29 October 2014
The Science and Technology Committee of the UK Parliament’s House of Commons has released a new report on National Health Screening - antenatal, newborn and adult screening programmes delivered free of charge by the NHS.
Screening is the offer of testing for the presence or risk of a serious disease or condition to a defined group of healthy, non-symptomatic people, based on the principle that early detection of disease can improve health outcomes. The report is the result of an inquiry launched last year; responses were received from over fifty individuals and organisations, including the PHG Foundation.
The new report, National Health Screening, notes that public perception of health screening is generally positive and expectations of screening programmes high; this was said to make it more challenging to convey the potential harms from screening. The report concludes that ‘much more’ needed to be done to ensure that risks as well as benefits were clearly communicated in a balanced fashion by both the NHS and private providers. The Committee calls for a standardised process for the production of screening information and better communications training for health professionals.
With respect to the evidence base for screening (including costs), the importance of careful review by the National Screening Committee (NSC) is emphasised. The report is critical of some screening programmes that were said to have been introduced ‘without a rigorous evidence base’ or NSC review.
Besides calling for use of a more robust and transparent evidence review process by the NSC, the report also recommends development of improved horizon-scanning capacity for relevant new technological developments; many genomic tests fall into this category. NSC Director of Programmes Dr Anne Mackie cited the example of non-invasive prenatal diagnosis as an example of previous responsiveness to emerging science by the NSC; the potential impact of this new technology on health services including antenatal screening was first highlighted by the PHG Foundation’s 2009 report, Cell-free fetal nucleic acids for non-invasive prenatal diagnosis.
The Committee also recognised the particular impact of genomic technologies and screening for rare inherited diseases, which require a special consideration with respect to evidence requirements and may raise distinct ethical, legal and social issues (ELSI). In particular, a review of the criteria for decision-making on potential genetic screening programmes is recommended.

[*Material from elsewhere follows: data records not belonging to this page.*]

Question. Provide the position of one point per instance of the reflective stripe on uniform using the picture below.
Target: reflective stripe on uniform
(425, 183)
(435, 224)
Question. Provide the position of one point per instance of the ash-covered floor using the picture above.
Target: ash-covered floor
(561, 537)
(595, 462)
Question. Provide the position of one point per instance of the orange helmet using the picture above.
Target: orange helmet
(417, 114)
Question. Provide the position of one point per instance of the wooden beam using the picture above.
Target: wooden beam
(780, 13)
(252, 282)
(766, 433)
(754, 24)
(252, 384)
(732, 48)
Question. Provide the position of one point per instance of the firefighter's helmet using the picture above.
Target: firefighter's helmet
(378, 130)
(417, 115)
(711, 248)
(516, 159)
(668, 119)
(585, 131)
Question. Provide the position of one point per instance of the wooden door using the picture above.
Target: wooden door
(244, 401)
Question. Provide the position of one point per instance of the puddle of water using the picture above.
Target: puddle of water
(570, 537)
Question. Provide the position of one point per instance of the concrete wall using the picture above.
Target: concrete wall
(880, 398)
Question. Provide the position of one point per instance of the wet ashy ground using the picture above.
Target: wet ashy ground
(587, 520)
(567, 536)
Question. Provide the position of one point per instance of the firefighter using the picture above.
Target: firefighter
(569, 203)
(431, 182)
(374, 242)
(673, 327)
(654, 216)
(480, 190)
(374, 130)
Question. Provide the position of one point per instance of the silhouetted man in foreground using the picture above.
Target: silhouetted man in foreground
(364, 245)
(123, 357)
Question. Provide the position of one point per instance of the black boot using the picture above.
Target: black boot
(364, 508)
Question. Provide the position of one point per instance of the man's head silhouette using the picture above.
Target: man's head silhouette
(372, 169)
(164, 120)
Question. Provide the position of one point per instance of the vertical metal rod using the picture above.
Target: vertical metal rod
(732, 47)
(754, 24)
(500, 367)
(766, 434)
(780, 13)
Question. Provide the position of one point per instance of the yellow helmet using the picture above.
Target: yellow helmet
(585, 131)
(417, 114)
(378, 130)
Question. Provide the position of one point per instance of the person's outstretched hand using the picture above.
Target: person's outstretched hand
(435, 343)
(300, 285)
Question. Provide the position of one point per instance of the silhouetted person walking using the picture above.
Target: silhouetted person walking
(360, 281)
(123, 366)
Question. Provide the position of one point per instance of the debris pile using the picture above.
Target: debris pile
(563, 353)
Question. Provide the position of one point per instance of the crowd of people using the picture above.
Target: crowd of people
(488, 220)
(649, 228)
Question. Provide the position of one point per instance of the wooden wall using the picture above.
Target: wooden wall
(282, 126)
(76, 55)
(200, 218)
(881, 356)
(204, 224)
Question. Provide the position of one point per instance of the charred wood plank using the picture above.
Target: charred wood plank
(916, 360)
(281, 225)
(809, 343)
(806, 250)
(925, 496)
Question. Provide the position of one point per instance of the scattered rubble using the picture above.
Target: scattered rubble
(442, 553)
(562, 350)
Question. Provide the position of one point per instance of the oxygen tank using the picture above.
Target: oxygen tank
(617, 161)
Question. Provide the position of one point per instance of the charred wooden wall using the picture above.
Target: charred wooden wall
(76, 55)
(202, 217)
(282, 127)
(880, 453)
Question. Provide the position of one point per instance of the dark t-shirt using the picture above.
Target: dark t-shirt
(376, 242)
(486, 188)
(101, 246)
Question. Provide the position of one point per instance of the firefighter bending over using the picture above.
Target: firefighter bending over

Looking ahead, Committee chair Andrew Miller MP said: “Developments in genetic science mean that it should soon become possible to target screening programmes directly at those most of risk of certain diseases. It is imperative that the UK National Screening Committee develops its capacity for horizon scanning and ensures that proven developments in screening are supported and implemented across the NHS”.
PHG Foundation Director Dr Hilary Burton, who gave evidence to the inquiry on screening, said that she was pleased by the attention paid to the Foundation’s work on stratified screening for cancer and how this would impact on health systems, adding: “We were very clear, as were other witnesses, that risk stratification would become a reality in screening programmes and so we welcome the Committee’s strong recommendation that the NSC and the NHS should look at how such developments would be supported and a wider commitment to achieving some formal mechanism for horizon scanning for the Committee”.